British dancer and actress

Ann Hamilton (born 5 July 1939) is an English actress, best known for her numerous appearances with the comedians Morecambe & Wise.

==Biography==
Hamilton was born in Orsett, Essex. She began dance classes at the age of three, and attended ballet school. Her first job, at 18, was as a dancer at the Windmill Theatre.

She married the theatre director Tony Clayton in 1959, and moved into stage acting, appearing in How to Succeed in Business Without Really Trying in the West End in 1963, and Wind In The Sassafras Trees five years later. She also worked with the comics Roy Hudd, Ken Dodd, and Bruce Forsyth — whose writers Dick Hills and Sid Green recommended her to Morecambe & Wise.

Hamilton first appeared in their ATV show Two of a Kind in 1966, and became a regular cast member. When Morecambe & Wise moved to the BBC in 1968 for The Morecambe & Wise Show, Hamilton went with them.

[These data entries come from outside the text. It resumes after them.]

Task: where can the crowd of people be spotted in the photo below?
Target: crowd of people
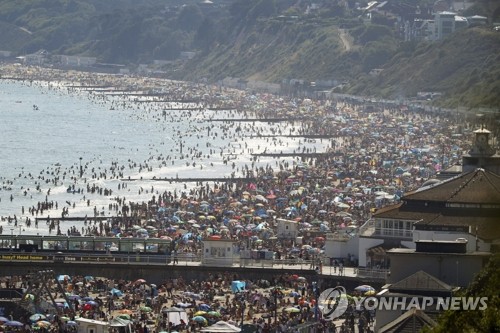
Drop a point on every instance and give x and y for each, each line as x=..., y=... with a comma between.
x=373, y=153
x=146, y=307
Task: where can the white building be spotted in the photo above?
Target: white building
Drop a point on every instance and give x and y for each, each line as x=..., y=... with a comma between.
x=287, y=229
x=219, y=252
x=444, y=24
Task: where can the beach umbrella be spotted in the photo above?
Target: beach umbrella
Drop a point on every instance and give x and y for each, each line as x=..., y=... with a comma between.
x=116, y=292
x=42, y=323
x=204, y=307
x=221, y=326
x=37, y=317
x=183, y=305
x=364, y=288
x=292, y=310
x=13, y=323
x=63, y=277
x=199, y=319
x=214, y=313
x=87, y=307
x=200, y=313
x=91, y=303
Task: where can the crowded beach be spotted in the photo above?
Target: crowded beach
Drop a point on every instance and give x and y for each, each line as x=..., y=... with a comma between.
x=371, y=154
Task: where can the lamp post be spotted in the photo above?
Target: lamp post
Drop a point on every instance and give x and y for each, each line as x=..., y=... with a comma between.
x=275, y=295
x=81, y=169
x=315, y=288
x=243, y=306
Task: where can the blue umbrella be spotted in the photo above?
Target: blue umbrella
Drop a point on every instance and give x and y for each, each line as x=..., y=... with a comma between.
x=204, y=307
x=199, y=319
x=116, y=292
x=14, y=323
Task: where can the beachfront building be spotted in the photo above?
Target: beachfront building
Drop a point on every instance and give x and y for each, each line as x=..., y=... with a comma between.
x=287, y=229
x=408, y=317
x=452, y=205
x=77, y=61
x=219, y=252
x=482, y=155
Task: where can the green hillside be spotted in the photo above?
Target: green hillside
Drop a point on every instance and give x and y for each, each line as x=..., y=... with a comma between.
x=267, y=40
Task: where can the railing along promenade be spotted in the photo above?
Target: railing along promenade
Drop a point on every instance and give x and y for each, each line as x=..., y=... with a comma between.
x=192, y=260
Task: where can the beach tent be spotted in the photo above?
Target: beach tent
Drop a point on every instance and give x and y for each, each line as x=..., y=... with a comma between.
x=221, y=327
x=175, y=315
x=237, y=286
x=121, y=325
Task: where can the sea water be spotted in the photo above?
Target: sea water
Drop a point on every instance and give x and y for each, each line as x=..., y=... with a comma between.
x=51, y=131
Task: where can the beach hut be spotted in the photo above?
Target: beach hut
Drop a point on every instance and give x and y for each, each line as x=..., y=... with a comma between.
x=221, y=326
x=86, y=325
x=237, y=286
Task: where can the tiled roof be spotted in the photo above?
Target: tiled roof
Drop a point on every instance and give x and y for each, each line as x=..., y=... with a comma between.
x=478, y=186
x=420, y=281
x=471, y=199
x=413, y=320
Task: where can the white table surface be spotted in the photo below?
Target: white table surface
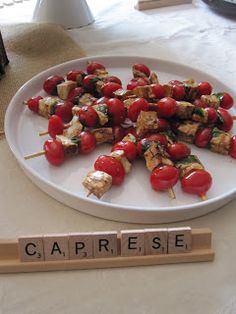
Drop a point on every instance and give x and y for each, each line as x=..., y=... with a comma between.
x=189, y=34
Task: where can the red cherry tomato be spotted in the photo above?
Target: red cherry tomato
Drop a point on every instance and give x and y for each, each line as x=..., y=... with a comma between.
x=116, y=110
x=118, y=133
x=33, y=103
x=111, y=166
x=87, y=142
x=64, y=111
x=166, y=107
x=204, y=88
x=164, y=178
x=212, y=115
x=55, y=126
x=76, y=75
x=138, y=81
x=54, y=152
x=178, y=92
x=203, y=137
x=138, y=105
x=109, y=88
x=232, y=150
x=225, y=121
x=128, y=147
x=93, y=66
x=178, y=151
x=88, y=116
x=160, y=138
x=50, y=84
x=197, y=182
x=74, y=95
x=140, y=70
x=158, y=90
x=226, y=100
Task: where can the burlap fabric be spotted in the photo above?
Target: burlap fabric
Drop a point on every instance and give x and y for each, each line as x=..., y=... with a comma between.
x=32, y=48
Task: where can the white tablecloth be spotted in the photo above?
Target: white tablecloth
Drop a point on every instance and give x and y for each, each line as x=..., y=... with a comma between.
x=188, y=34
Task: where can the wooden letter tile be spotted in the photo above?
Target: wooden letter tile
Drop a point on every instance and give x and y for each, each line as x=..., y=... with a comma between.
x=105, y=244
x=56, y=247
x=179, y=240
x=132, y=242
x=31, y=248
x=155, y=241
x=80, y=245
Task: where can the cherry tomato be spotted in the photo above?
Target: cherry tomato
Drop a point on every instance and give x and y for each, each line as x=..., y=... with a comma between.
x=109, y=88
x=197, y=182
x=111, y=166
x=199, y=103
x=128, y=147
x=55, y=126
x=87, y=142
x=50, y=84
x=178, y=151
x=232, y=150
x=138, y=81
x=164, y=178
x=212, y=115
x=64, y=111
x=118, y=133
x=160, y=138
x=33, y=103
x=88, y=116
x=203, y=137
x=178, y=92
x=76, y=75
x=89, y=82
x=225, y=121
x=54, y=152
x=75, y=94
x=204, y=88
x=138, y=105
x=113, y=78
x=93, y=66
x=166, y=107
x=226, y=100
x=116, y=110
x=158, y=90
x=140, y=70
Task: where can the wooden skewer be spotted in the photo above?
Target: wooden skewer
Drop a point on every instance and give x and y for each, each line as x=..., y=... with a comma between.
x=171, y=193
x=34, y=155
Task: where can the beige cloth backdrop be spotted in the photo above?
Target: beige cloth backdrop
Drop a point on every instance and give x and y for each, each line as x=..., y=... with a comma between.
x=32, y=48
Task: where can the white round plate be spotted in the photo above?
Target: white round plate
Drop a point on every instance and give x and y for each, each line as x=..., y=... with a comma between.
x=134, y=201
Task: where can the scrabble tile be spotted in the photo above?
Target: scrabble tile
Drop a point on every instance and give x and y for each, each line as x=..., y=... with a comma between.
x=31, y=248
x=179, y=240
x=56, y=247
x=105, y=244
x=132, y=242
x=155, y=241
x=80, y=245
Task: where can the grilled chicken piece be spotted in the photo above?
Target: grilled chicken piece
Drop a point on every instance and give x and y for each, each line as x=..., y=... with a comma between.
x=103, y=135
x=155, y=156
x=211, y=101
x=147, y=121
x=184, y=110
x=70, y=147
x=74, y=129
x=120, y=156
x=187, y=164
x=220, y=141
x=47, y=106
x=64, y=88
x=187, y=131
x=98, y=183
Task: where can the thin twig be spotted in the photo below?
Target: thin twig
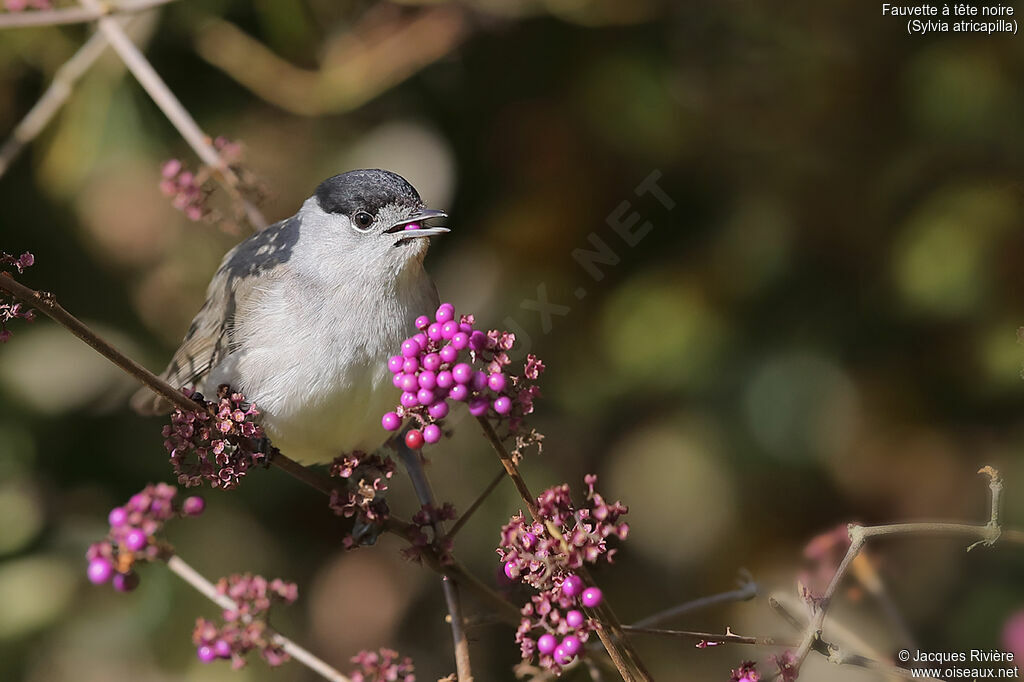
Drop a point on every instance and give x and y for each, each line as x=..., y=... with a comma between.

She appeared with them more than 100 times, prompting Eric Morecambe to refer to her as "our Margaret Dumont".

She appeared in The Avengers 1967 episode entitled The Positive Negative Man.

Hamilton retired from show-business in 1987 to work as a dog trainer and canine behaviourist. She has been a judge at Crufts, and appeared on TV as the presenter of Bring Your Husband To Heel (2005), and as a judge on The Underdog Show (2007).